Andrew File System

Last updated

The Andrew File System (AFS) is a distributed file system which uses a set of trusted servers to present a homogeneous, location-transparent file name space to all the client workstations. It was developed by Carnegie Mellon University as part of the Andrew Project. [1] Originally named "Vice", [2] "Andrew" refers to Andrew Carnegie and Andrew Mellon. Its primary use is in distributed computing.

Contents

Features

AFS [3] has several benefits over traditional networked file systems, particularly in the areas of security and scalability. One enterprise AFS deployment at Morgan Stanley exceeds 25,000 clients. [4] AFS uses Kerberos for authentication, and implements access control lists on directories for users and groups. Each client caches files on the local filesystem for increased speed on subsequent requests for the same file. This also allows limited filesystem access in the event of a server crash or a network outage.

AFS uses the Weak Consistency model. [5] Read and write operations on an open file are directed only to the locally cached copy. When a modified file is closed, the changed portions are copied back to the file server. Cache consistency is maintained by callback mechanism. When a file is cached, the server makes a note of this and promises to inform the client if the file is updated by someone else. Callbacks are discarded and must be re-established after any client, server, or network failure, including a timeout. Re-establishing a callback involves a status check and does not require re-reading the file itself.
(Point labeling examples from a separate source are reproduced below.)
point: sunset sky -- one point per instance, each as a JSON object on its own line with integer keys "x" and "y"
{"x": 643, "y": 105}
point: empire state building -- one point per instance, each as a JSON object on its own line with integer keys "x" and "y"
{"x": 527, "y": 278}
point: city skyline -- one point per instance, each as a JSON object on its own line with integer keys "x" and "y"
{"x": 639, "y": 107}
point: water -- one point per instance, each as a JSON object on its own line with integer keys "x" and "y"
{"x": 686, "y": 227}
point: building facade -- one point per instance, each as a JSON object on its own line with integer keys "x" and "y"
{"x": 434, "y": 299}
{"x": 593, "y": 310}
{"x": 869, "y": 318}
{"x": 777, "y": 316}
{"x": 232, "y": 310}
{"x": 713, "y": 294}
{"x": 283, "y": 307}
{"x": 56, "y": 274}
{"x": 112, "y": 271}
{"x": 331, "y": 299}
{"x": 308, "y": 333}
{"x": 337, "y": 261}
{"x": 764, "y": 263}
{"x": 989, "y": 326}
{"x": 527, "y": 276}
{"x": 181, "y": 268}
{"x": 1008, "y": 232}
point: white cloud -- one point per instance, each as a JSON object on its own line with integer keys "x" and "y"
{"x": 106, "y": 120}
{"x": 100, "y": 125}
A consequence of the file locking strategy is that AFS does not support large shared databases or record updating within files shared between client systems. This was a deliberate design decision based on the perceived needs of the university computing environment. For example, in the original email system for the Andrew Project, the Andrew Message System, a single file per message is used, like maildir, rather than a single file per mailbox, like mbox. See AFS and buffered I/O Problems for handling shared databases.

A significant feature of AFS is the volume, a tree of files, sub-directories and AFS mountpoints (links to other AFS volumes). Volumes are created by administrators and linked at a specific named path in an AFS cell. Once created, users of the filesystem may create directories and files as usual without concern for the physical location of the volume. A volume may have a quota assigned to it in order to limit the amount of space consumed. As needed, AFS administrators can move that volume to another server and disk location without the need to notify users; the operation can even occur while files in that volume are being used.

AFS volumes can be replicated to read-only cloned copies. When accessing files in a read-only volume, a client system will retrieve data from a particular read-only copy. If at some point, that copy becomes unavailable, clients will look for any of the remaining copies. Again, users of that data are unaware of the location of the read-only copy; administrators can create and relocate such copies as needed. The AFS command suite guarantees that all read-only volumes contain exact copies of the original read-write volume at the time the read-only copy was created.

The file name space on an Andrew workstation is partitioned into a shared and local name space. The shared name space (usually mounted as /afs on the Unix filesystem) is identical on all workstations. The local name space is unique to each workstation. It only contains temporary files needed for workstation initialization and symbolic links to files in the shared name space.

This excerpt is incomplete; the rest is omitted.